那天晚上吹了灯,梁满囤的鼾声刚响起来,马大凤拿胳膊肘杵了他一下。
鼾声停了。
“嗯?”
“满囤。”她对着黑暗说,“满仓的事不能再拖了。”
沉默了一会儿。梁满囤翻了个身面朝她。
“我知道。”
“明天我去镇上找孙媒婆。她认识的人多,让她帮着打听打听。咱不挑,人老实本分、不嫌咱家穷就成。实在不行多出点彩礼——咱再苦也不能耽误了他。”
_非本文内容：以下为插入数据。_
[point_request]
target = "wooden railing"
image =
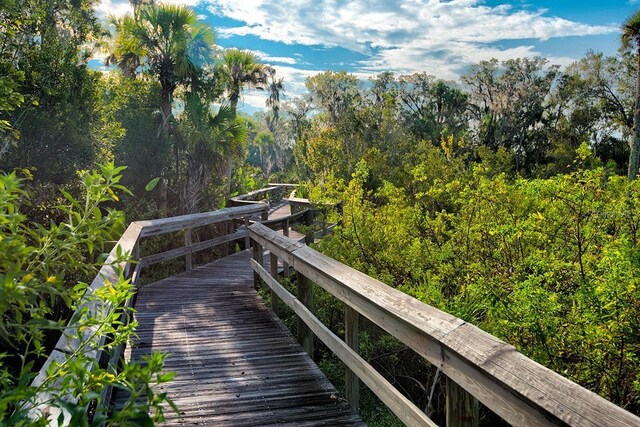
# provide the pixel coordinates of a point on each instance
(273, 191)
(477, 365)
(236, 221)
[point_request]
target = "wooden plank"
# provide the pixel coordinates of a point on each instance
(188, 261)
(410, 414)
(200, 246)
(274, 242)
(278, 223)
(351, 383)
(236, 364)
(516, 388)
(167, 225)
(304, 289)
(462, 409)
(273, 266)
(257, 256)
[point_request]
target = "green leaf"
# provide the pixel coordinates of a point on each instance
(152, 184)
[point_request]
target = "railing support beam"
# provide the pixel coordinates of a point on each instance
(305, 296)
(188, 258)
(351, 381)
(273, 267)
(463, 410)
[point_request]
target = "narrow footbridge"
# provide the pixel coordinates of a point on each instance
(236, 364)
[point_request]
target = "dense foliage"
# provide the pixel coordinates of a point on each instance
(500, 198)
(549, 265)
(39, 272)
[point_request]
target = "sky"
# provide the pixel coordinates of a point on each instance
(301, 38)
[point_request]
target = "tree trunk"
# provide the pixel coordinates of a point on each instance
(634, 145)
(166, 105)
(229, 170)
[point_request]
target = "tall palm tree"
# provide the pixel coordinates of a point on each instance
(631, 38)
(166, 41)
(275, 88)
(240, 69)
(211, 139)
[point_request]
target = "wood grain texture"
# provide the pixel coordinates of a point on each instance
(196, 247)
(406, 411)
(351, 382)
(236, 364)
(516, 388)
(168, 225)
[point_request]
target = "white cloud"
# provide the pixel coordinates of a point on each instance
(116, 8)
(438, 36)
(265, 57)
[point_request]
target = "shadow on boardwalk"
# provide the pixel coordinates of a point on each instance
(236, 364)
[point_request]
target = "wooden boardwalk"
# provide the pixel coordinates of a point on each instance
(235, 363)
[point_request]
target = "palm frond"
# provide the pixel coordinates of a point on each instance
(630, 31)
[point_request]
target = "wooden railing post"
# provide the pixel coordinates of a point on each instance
(188, 260)
(257, 255)
(308, 222)
(247, 240)
(273, 267)
(285, 265)
(305, 296)
(463, 410)
(351, 381)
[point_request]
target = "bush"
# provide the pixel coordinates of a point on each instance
(37, 262)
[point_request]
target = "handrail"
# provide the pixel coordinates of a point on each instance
(255, 196)
(516, 388)
(129, 243)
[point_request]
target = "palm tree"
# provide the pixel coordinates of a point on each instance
(240, 69)
(631, 38)
(275, 88)
(211, 139)
(163, 40)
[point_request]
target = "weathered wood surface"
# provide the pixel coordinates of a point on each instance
(516, 388)
(406, 411)
(167, 225)
(283, 212)
(236, 364)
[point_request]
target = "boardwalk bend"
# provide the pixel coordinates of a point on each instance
(237, 365)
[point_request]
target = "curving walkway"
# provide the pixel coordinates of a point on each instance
(236, 363)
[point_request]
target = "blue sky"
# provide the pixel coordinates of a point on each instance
(441, 37)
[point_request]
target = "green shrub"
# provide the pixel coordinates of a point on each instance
(37, 295)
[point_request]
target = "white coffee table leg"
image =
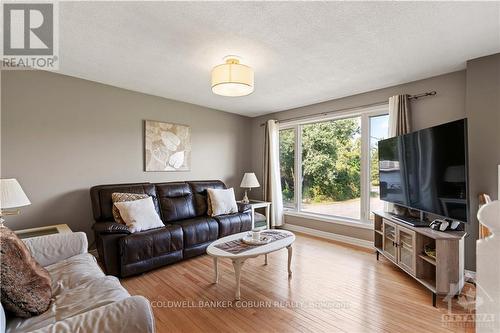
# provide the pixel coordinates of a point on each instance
(289, 248)
(237, 264)
(216, 271)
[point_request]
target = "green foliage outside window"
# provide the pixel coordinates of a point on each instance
(331, 161)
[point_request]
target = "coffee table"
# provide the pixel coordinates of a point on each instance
(239, 258)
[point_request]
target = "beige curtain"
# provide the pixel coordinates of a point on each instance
(272, 177)
(399, 115)
(399, 123)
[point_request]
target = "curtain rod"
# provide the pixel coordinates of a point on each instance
(414, 97)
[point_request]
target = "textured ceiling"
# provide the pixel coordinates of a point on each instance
(302, 53)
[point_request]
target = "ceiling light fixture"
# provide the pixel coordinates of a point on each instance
(232, 78)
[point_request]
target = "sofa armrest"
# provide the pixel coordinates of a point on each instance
(49, 249)
(132, 314)
(243, 208)
(110, 228)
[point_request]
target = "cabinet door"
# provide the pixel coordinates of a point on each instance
(406, 245)
(390, 249)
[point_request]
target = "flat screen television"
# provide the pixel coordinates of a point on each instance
(427, 170)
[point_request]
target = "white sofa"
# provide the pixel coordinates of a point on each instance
(85, 300)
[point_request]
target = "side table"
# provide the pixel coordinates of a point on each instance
(254, 204)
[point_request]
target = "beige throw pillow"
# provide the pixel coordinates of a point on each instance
(221, 201)
(139, 215)
(122, 197)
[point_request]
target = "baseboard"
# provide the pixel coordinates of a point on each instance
(329, 235)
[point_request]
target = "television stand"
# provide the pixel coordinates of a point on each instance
(414, 222)
(405, 246)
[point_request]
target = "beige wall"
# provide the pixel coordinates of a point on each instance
(447, 105)
(61, 135)
(483, 113)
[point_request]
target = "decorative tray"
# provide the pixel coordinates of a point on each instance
(250, 241)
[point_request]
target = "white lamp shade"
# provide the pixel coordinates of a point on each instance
(12, 195)
(249, 180)
(232, 78)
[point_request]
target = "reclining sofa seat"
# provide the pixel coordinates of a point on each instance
(188, 229)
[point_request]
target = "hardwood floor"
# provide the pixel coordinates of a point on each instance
(334, 288)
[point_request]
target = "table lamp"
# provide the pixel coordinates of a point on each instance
(248, 182)
(12, 197)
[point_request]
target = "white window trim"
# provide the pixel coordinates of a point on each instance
(330, 219)
(364, 113)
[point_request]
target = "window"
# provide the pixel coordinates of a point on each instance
(379, 130)
(287, 166)
(330, 167)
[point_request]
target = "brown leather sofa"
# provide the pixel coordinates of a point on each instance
(188, 229)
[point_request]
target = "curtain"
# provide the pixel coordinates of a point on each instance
(399, 115)
(272, 177)
(399, 123)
“钱的事我想办法。”梁满囤在黑暗里应了一声,“今年多打了两袋粮食,卖了换钱,再借点凑一凑。实在不行把后院那头猪提前卖了。”
马大凤没再说话。她把被子往上拉了拉,睁着眼躺着。
院子里又传来了趿拉趿拉的脚步声。
她的心揪了一下,闭上眼。她没有起来。她能说什么?她只能等天亮。
日子没等人。马大凤还没来得及去镇上,饥荒就来了。
先是地里的麦子。
长得比往年矮了一截,麦穗也小,瘪瘪的像老鼠尾巴。
接着是蝗虫,黑压压一片从山梁上翻过来,把剩下的庄稼啃了个精光。
然后存粮一天天见少,石头腿上开始浮肿,最后半袋黑豆见了底。
没人再提娶媳妇的事了。灶台上连糊糊都快煮不出来了,谁还顾得上说媒相亲?马大凤把那几句话咽回肚子里,每天蹲在灶膛口对着空锅发愁。
梁满仓也顾不上蹲窗户根了。他去镇上扛化肥,肩膀肿了一圈,换几块钱买玉米面。晚上回来倒头就睡,连翻身都翻不动。
那扇窗户缝,终于在饥荒的日子里被遗忘了。